La pension du délai de viduité de la femme divorcée est évaluée pour trois mois et demeure un droit acquis même si le jugement est tardif, à condition d’être réclamée dans les délais prescrits (articles 236 et 237).
Devant quelle juridiction la demande est-elle portée, et comment est-elle frappée d’appel ?
Elle est portée devant le tribunal charaïque sunnite compétent, et ses jugements sont frappés d’appel devant la Haute Cour charaïque, dont le siège est à Beyrouth (articles 2 et 4 de la loi sur l’organisation de la justice charaïque).
Le test ADN est-il admis pour établir la filiation ?

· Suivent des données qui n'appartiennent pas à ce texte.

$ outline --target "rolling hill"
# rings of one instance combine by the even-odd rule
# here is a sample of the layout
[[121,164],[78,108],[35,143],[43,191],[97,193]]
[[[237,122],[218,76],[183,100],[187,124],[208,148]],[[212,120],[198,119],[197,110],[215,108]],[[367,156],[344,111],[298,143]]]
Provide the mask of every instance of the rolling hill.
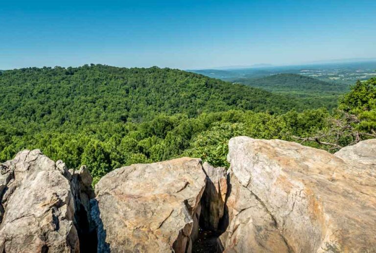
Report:
[[304,103],[320,105],[329,109],[337,105],[339,96],[349,90],[348,84],[329,83],[296,74],[277,74],[261,78],[240,78],[234,81],[274,94],[300,98]]
[[231,109],[281,113],[306,107],[260,89],[156,67],[29,68],[0,75],[0,120],[16,125],[140,122],[158,113],[194,117]]

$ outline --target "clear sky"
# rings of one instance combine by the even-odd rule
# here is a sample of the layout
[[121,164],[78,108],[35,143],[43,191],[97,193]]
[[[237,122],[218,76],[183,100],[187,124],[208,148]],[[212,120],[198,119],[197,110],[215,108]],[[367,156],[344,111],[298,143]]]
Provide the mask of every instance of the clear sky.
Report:
[[0,69],[376,58],[376,0],[0,1]]

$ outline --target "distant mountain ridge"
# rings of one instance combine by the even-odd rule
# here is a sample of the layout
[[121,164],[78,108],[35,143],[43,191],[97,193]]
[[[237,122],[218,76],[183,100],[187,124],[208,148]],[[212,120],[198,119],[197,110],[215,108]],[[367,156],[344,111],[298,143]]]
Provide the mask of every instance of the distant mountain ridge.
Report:
[[302,91],[333,92],[344,93],[348,85],[338,83],[329,83],[315,78],[297,74],[282,73],[271,75],[261,78],[239,79],[234,81],[252,87],[262,88],[270,91],[300,90]]
[[140,122],[156,114],[232,109],[287,111],[298,100],[178,69],[103,65],[28,68],[0,75],[0,120],[51,126],[101,121]]
[[277,74],[260,78],[239,78],[235,83],[241,83],[260,88],[275,94],[301,98],[311,105],[320,105],[329,109],[337,105],[339,96],[349,90],[349,85],[327,82],[297,74]]

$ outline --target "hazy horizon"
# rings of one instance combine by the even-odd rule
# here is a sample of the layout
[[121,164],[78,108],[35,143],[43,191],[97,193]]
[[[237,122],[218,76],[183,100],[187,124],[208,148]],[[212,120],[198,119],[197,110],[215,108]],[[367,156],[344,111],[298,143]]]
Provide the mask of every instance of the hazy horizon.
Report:
[[0,7],[0,69],[181,69],[376,58],[375,1],[47,1]]

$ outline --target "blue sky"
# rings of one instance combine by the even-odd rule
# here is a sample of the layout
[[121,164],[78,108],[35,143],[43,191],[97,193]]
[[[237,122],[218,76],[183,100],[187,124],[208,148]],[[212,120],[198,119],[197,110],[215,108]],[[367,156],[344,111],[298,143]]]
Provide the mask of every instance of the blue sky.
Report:
[[0,1],[0,69],[376,58],[375,0]]

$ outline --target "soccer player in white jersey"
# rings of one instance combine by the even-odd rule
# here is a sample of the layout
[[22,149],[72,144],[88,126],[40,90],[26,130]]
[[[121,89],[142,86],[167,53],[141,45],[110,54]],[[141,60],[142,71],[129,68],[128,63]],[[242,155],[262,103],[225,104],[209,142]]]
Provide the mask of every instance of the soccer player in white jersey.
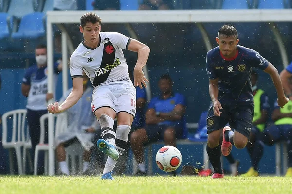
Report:
[[[99,120],[102,139],[98,148],[109,156],[102,179],[113,179],[112,171],[119,155],[126,146],[136,113],[136,89],[129,78],[128,65],[122,49],[138,52],[134,69],[135,86],[146,87],[148,80],[142,69],[146,64],[150,48],[139,41],[116,32],[100,32],[101,20],[94,13],[88,13],[80,19],[80,31],[84,40],[70,58],[72,91],[60,105],[50,104],[50,113],[62,112],[74,105],[82,95],[82,70],[94,87],[92,108]],[[113,129],[114,119],[118,126]]]

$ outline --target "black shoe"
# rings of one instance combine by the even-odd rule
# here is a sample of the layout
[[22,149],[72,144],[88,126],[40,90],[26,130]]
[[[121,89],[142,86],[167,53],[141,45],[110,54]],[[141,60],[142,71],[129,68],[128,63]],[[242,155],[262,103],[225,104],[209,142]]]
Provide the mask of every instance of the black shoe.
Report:
[[146,176],[147,173],[146,172],[142,172],[140,170],[135,174],[135,176],[137,177],[146,177]]

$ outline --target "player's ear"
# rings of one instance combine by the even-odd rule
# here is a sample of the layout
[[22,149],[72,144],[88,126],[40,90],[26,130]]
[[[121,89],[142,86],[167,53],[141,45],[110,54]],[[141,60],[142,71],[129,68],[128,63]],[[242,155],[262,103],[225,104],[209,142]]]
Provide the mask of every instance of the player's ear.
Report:
[[216,37],[216,42],[218,44],[219,44],[219,38],[218,37]]
[[239,42],[239,39],[237,38],[237,39],[236,39],[236,44],[238,44],[238,43]]

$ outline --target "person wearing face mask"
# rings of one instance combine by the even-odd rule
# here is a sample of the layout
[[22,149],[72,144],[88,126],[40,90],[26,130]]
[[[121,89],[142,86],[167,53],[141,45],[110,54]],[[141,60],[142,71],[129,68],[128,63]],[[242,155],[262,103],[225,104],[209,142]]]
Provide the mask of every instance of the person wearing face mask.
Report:
[[251,82],[255,107],[250,140],[246,145],[249,155],[251,157],[252,166],[247,172],[241,175],[245,177],[258,176],[258,164],[264,151],[264,143],[261,137],[266,128],[268,113],[270,109],[268,96],[263,90],[258,87],[258,78],[257,72],[253,70],[251,72]]
[[[88,78],[85,73],[83,75],[83,93],[80,99],[74,106],[66,111],[67,114],[68,127],[67,130],[56,137],[57,159],[61,173],[69,175],[69,170],[66,160],[65,147],[76,142],[79,142],[84,149],[83,152],[83,173],[91,174],[89,164],[95,144],[92,142],[95,133],[100,131],[100,125],[91,112],[91,103],[93,88],[88,87]],[[62,97],[60,102],[65,101],[72,88],[69,89],[66,95]],[[99,132],[100,136],[100,132]],[[100,157],[103,158],[103,157]]]
[[[21,84],[22,93],[27,97],[27,117],[32,142],[33,159],[34,158],[36,146],[39,143],[39,119],[42,115],[48,113],[47,102],[53,98],[53,94],[48,93],[46,46],[42,44],[38,45],[36,48],[35,55],[36,64],[26,70]],[[62,64],[55,63],[54,69],[54,76],[56,77],[62,70]],[[55,79],[56,79],[55,77]],[[46,128],[47,129],[47,123],[46,123]],[[46,131],[45,141],[48,142],[47,129]],[[43,158],[42,156],[40,156],[40,158]],[[43,166],[43,159],[39,160],[39,171],[40,174],[42,174],[43,168],[41,167]]]

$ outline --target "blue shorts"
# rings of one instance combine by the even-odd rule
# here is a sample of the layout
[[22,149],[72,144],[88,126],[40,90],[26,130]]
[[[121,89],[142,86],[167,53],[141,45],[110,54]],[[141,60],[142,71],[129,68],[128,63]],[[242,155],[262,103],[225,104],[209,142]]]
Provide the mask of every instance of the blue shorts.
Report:
[[221,104],[220,116],[215,116],[211,102],[207,117],[208,134],[223,128],[229,123],[230,127],[248,138],[251,134],[254,117],[254,104],[252,103]]
[[163,140],[164,131],[170,127],[174,129],[176,139],[180,139],[183,133],[182,128],[177,126],[171,126],[167,125],[146,125],[144,129],[148,136],[147,144],[156,142],[158,140]]
[[292,125],[273,125],[265,131],[272,136],[275,142],[287,141],[292,137]]

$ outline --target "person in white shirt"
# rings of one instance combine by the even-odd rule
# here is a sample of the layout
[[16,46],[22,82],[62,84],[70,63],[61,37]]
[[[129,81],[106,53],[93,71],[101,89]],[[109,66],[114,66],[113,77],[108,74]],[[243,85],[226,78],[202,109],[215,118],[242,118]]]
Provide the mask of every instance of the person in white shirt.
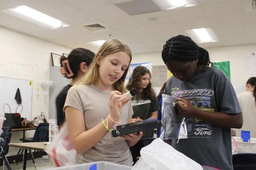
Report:
[[237,95],[243,111],[244,123],[242,128],[236,129],[236,136],[241,136],[241,130],[249,130],[251,138],[256,138],[256,77],[249,78],[246,83],[246,92]]

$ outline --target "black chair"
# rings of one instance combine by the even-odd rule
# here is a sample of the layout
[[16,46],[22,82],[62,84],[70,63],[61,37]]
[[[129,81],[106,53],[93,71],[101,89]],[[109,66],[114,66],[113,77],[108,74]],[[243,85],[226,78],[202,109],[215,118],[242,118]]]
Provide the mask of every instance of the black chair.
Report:
[[[20,140],[22,141],[23,142],[37,142],[48,141],[49,140],[49,124],[48,123],[40,123],[36,127],[36,131],[35,132],[35,133],[33,137],[25,138],[24,139],[20,139]],[[29,149],[28,151],[32,157],[32,161],[33,162],[35,168],[36,168],[36,165],[35,161],[34,155],[31,149]],[[16,157],[18,157],[19,155],[20,154],[20,154],[22,154],[24,151],[24,149],[20,149],[17,154]],[[19,162],[17,161],[16,163],[16,166],[18,165],[18,162]]]
[[4,126],[2,128],[2,130],[4,132],[11,132],[12,131],[12,127],[11,126]]
[[256,153],[238,153],[233,155],[234,170],[256,169]]
[[35,142],[35,141],[36,140],[35,138],[36,138],[35,135],[36,134],[36,130],[40,127],[43,126],[48,126],[49,127],[49,123],[47,122],[45,123],[40,123],[36,127],[36,131],[35,132],[35,134],[34,134],[34,136],[33,137],[28,137],[27,138],[25,138],[25,139],[20,139],[20,140],[22,141],[23,142]]
[[7,167],[8,170],[11,170],[10,164],[7,159],[6,155],[9,151],[8,144],[11,140],[12,133],[10,132],[4,131],[1,136],[2,141],[0,143],[0,157],[3,158]]

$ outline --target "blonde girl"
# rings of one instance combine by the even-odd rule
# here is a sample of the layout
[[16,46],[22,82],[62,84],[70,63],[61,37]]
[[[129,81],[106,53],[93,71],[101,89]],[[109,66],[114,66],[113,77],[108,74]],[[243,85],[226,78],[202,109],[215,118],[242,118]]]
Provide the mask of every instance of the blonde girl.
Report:
[[132,123],[130,100],[121,94],[132,60],[130,48],[113,39],[100,47],[88,72],[68,91],[64,106],[76,164],[105,161],[132,166],[129,147],[143,135],[113,138],[109,131],[121,122]]

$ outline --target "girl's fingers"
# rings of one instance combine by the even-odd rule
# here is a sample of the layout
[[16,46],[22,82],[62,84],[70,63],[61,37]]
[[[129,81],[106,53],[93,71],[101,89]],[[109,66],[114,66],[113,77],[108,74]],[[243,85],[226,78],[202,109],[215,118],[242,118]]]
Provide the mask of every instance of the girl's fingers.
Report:
[[111,99],[114,95],[116,95],[118,94],[118,95],[121,95],[122,93],[116,90],[115,91],[112,91],[110,92],[110,95],[109,95],[109,99]]

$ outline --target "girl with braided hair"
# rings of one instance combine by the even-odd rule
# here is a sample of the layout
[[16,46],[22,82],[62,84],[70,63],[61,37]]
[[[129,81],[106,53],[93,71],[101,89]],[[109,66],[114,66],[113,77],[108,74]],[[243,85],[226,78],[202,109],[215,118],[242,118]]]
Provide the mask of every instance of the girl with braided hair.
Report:
[[173,75],[164,93],[180,101],[176,106],[186,118],[188,134],[178,143],[167,143],[202,165],[233,169],[230,128],[241,128],[243,117],[231,82],[209,67],[208,52],[188,37],[169,39],[162,58]]

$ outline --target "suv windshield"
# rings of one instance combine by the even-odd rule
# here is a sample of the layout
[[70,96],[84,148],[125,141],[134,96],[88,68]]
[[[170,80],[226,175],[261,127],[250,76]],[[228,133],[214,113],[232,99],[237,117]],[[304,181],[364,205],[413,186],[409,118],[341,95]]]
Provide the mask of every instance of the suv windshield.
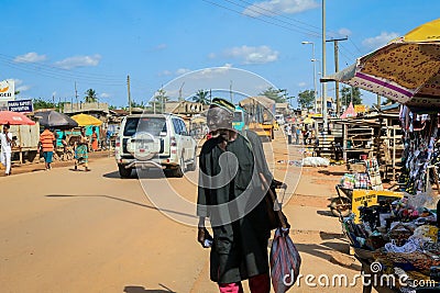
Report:
[[124,136],[132,136],[136,132],[146,132],[160,136],[161,132],[166,133],[165,117],[130,117],[127,120]]

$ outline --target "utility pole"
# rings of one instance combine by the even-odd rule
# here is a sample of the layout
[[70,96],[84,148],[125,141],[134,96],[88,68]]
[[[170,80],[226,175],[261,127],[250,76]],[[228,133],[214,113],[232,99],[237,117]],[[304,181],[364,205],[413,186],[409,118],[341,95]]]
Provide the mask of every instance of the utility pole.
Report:
[[[332,38],[332,40],[327,40],[326,42],[333,42],[334,44],[334,71],[338,72],[339,71],[339,41],[346,41],[349,40],[348,37],[343,37],[343,38]],[[337,115],[339,116],[339,112],[341,110],[340,108],[340,102],[339,102],[339,81],[336,82],[334,84],[334,98],[337,100]]]
[[76,106],[78,106],[78,91],[76,90],[76,81],[75,81],[75,98],[76,98]]
[[231,83],[229,83],[229,95],[231,98],[231,103],[233,103],[232,102],[232,80],[231,80]]
[[377,93],[377,110],[381,112],[381,95]]
[[180,86],[180,89],[179,89],[179,99],[178,99],[179,101],[182,101],[182,89],[184,88],[184,86],[185,86],[185,81],[182,82],[182,86]]
[[[322,77],[326,72],[326,0],[322,0]],[[327,82],[322,84],[322,117],[323,117],[323,134],[328,134],[327,121]]]
[[127,76],[127,91],[129,93],[129,113],[131,114],[130,76]]

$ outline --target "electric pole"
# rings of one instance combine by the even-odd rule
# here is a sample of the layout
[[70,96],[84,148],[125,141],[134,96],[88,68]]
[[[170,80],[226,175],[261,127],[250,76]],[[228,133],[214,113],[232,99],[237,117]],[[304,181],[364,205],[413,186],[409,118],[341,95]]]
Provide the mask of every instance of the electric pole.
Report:
[[230,95],[230,98],[231,98],[231,103],[233,103],[233,102],[232,102],[232,80],[231,80],[231,82],[229,83],[229,95]]
[[[332,40],[327,40],[326,42],[333,42],[334,44],[334,72],[339,71],[339,41],[346,41],[349,40],[348,37],[343,37],[343,38],[332,38]],[[340,112],[340,103],[339,103],[339,81],[336,82],[334,84],[334,98],[337,100],[337,115],[339,116],[339,112]]]
[[179,99],[178,99],[179,101],[182,101],[182,89],[184,88],[184,86],[185,86],[185,81],[182,82],[182,86],[180,86],[180,89],[179,89]]
[[76,98],[76,106],[78,106],[78,91],[76,90],[76,81],[75,81],[75,98]]
[[[322,0],[322,77],[326,72],[326,0]],[[323,134],[328,134],[327,121],[327,82],[322,84],[322,117],[323,117]]]
[[127,91],[129,93],[129,113],[131,114],[130,76],[127,76]]

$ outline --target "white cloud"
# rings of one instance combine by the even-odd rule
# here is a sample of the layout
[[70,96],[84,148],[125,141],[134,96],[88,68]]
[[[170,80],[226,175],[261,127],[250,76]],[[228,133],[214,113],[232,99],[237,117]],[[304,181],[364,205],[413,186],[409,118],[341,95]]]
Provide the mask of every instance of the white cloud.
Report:
[[241,59],[243,64],[266,64],[278,59],[278,52],[268,46],[251,47],[243,45],[226,49],[228,57]]
[[74,56],[56,61],[55,65],[64,69],[72,69],[75,67],[97,66],[100,59],[101,56],[99,54],[94,56]]
[[397,33],[382,32],[377,36],[369,37],[362,41],[362,45],[369,49],[376,49],[378,47],[386,45],[386,43],[398,36],[399,34]]
[[15,91],[23,92],[32,88],[31,86],[23,84],[23,80],[21,79],[12,79],[12,80],[14,81]]
[[173,75],[173,72],[169,71],[169,70],[164,70],[164,71],[162,71],[162,72],[158,72],[158,76],[160,76],[160,77],[170,76],[170,75]]
[[179,68],[176,70],[176,75],[182,76],[182,75],[188,74],[189,71],[191,71],[191,70],[188,68]]
[[351,31],[349,29],[342,27],[338,31],[338,34],[343,35],[343,36],[349,36],[349,35],[351,35]]
[[161,49],[166,49],[166,47],[167,47],[166,44],[158,44],[157,46],[154,47],[154,49],[161,50]]
[[35,52],[30,52],[24,55],[16,56],[13,61],[14,63],[38,63],[46,60],[46,55],[38,55]]
[[243,14],[252,18],[276,13],[294,14],[318,7],[319,3],[315,0],[270,0],[246,7]]
[[13,78],[12,80],[14,81],[15,87],[23,84],[23,80],[21,80],[21,79]]

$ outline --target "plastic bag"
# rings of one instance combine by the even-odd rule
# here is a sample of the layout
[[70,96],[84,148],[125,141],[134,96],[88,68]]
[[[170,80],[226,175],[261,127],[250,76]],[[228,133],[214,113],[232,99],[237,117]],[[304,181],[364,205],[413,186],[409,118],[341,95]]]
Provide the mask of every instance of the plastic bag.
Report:
[[296,282],[301,257],[290,237],[282,228],[275,230],[271,248],[271,279],[275,293],[284,293]]
[[305,167],[327,167],[330,166],[330,160],[321,157],[307,157],[302,159]]

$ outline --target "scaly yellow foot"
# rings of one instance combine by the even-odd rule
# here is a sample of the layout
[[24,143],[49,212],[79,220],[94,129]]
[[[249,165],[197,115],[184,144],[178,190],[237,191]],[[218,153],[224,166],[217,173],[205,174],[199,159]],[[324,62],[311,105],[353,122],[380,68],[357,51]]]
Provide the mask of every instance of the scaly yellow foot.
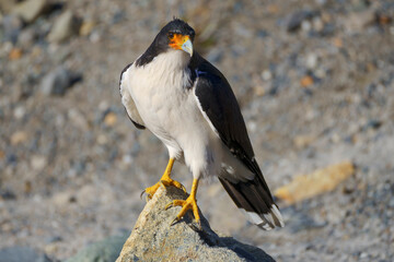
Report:
[[174,200],[165,206],[165,210],[172,206],[182,206],[181,212],[177,214],[175,219],[171,223],[173,225],[175,222],[181,221],[181,218],[186,214],[188,210],[193,211],[193,215],[198,224],[200,224],[200,217],[198,214],[198,206],[196,200],[196,192],[198,187],[198,179],[193,180],[192,192],[190,195],[186,200]]
[[162,186],[162,187],[173,186],[173,187],[182,189],[183,191],[186,192],[186,189],[182,183],[179,183],[178,181],[173,180],[170,177],[172,167],[174,165],[174,162],[175,162],[174,158],[170,158],[167,167],[165,168],[165,171],[164,171],[163,176],[161,177],[160,181],[157,182],[155,184],[153,184],[152,187],[149,187],[146,190],[143,190],[142,193],[141,193],[141,196],[142,196],[143,193],[147,193],[148,198],[152,199],[153,194],[158,191],[160,186]]

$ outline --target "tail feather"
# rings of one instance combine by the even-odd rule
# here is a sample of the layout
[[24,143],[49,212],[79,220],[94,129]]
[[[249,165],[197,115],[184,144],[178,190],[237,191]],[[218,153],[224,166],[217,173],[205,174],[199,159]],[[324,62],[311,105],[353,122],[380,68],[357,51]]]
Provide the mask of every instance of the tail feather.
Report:
[[219,178],[219,180],[236,206],[253,224],[264,230],[285,226],[279,209],[274,203],[269,190],[267,191],[263,176],[256,175],[253,180],[236,183],[224,178]]

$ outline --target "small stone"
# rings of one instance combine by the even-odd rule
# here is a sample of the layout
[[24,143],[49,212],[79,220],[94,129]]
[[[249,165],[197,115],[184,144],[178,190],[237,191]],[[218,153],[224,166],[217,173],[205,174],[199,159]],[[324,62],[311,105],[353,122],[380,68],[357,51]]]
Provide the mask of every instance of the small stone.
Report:
[[97,143],[101,145],[104,145],[104,144],[108,143],[108,138],[105,134],[99,134]]
[[89,123],[86,121],[86,118],[78,109],[71,108],[68,111],[67,116],[69,117],[69,119],[71,120],[71,122],[74,126],[79,127],[82,130],[88,130],[89,129]]
[[23,21],[18,15],[7,15],[2,19],[3,39],[15,44],[21,34]]
[[334,44],[334,46],[336,46],[338,48],[344,46],[344,43],[339,37],[335,37],[334,40],[333,40],[333,44]]
[[15,108],[13,115],[15,119],[20,120],[26,115],[26,108],[24,108],[23,106],[19,106]]
[[11,0],[0,0],[0,10],[4,13],[9,13],[15,7],[15,1]]
[[60,66],[44,76],[39,90],[44,95],[63,96],[74,83],[81,80],[81,74]]
[[316,16],[312,20],[313,29],[315,32],[322,32],[324,28],[324,23],[321,17]]
[[28,48],[33,46],[35,38],[36,31],[34,28],[26,28],[19,35],[18,44],[22,47]]
[[45,11],[47,4],[47,0],[26,0],[18,3],[12,13],[21,16],[24,22],[31,23]]
[[367,9],[363,12],[355,12],[347,16],[345,27],[349,32],[360,32],[368,25],[373,24],[375,21],[375,10]]
[[117,121],[117,117],[114,112],[109,111],[108,114],[105,115],[104,117],[104,123],[107,127],[113,127]]
[[56,21],[49,32],[48,40],[50,43],[61,43],[79,31],[79,22],[71,11],[63,12]]
[[303,32],[310,32],[312,29],[312,24],[309,21],[302,21],[301,28]]
[[317,66],[317,56],[313,52],[308,53],[305,63],[308,69],[315,69]]
[[[289,23],[287,25],[287,31],[288,32],[296,32],[298,31],[302,23],[305,22],[306,20],[311,20],[312,17],[316,16],[318,13],[316,11],[312,11],[312,10],[299,10],[294,13],[291,14],[291,17],[289,20]],[[309,23],[309,28],[311,28],[311,23]],[[304,27],[304,26],[302,26]],[[309,29],[308,29],[309,31]]]
[[93,31],[95,23],[93,21],[84,21],[81,25],[79,34],[81,36],[90,35],[90,33]]
[[21,144],[23,142],[25,142],[27,139],[27,135],[25,132],[23,131],[18,131],[15,133],[12,134],[11,136],[11,144],[12,145],[18,145],[18,144]]
[[10,53],[9,53],[9,59],[12,60],[18,60],[22,57],[22,49],[14,47],[11,49]]
[[312,174],[296,176],[290,183],[277,189],[275,195],[292,204],[329,192],[354,174],[355,165],[345,160],[317,169]]
[[31,166],[34,170],[42,170],[47,166],[47,159],[45,156],[34,155],[31,159]]
[[293,139],[293,143],[298,148],[304,148],[312,144],[316,138],[314,135],[304,134],[304,135],[297,135]]
[[308,87],[313,84],[313,79],[311,75],[305,75],[300,81],[302,87]]
[[264,81],[269,81],[269,80],[273,79],[273,73],[271,73],[269,70],[264,70],[264,71],[262,72],[262,79],[263,79]]

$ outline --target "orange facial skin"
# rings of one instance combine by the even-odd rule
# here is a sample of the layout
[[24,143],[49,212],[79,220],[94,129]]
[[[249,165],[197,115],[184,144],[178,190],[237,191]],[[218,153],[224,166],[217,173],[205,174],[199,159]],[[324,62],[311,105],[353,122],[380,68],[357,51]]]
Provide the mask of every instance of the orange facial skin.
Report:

Oui, le Code admet l’établissement de la filiation par le test ADN, aux côtés des autres moyens de preuve reconnus en droit (article 247).
Conclusion
Le Code des dispositions familiales de 2025 marque un tournant dans la réglementation du statut personnel des musulmans sunnites au Liban : pour la première fois, le juge charaïque sunnite dispose d’une loi codifiée et complète à laquelle se référer, au lieu de sources éparses. Le Code a tranché des questions longtemps débattues, de l’âge de la garde (douze ans pour le garçon et quatorze ans pour la fille auprès de la mère) à l’âge du mariage (interdiction en deçà de quinze ans et autorisation judiciaire jusqu’à dix-huit ans), en passant par l’admission de l’ADN en matière de filiation. La doctrine hanafite demeure une référence supplétive pour tout ce que le Code laisse de côté. Parce que de nombreuses pratiques et modèles n’ont pas encore rattrapé les numéros d’articles du nouveau Code, vérifier le texte en vigueur avant d’introduire toute demande est la voie la plus sûre, et aucun guide général ne remplace une consultation juridique sur le cas déterminé.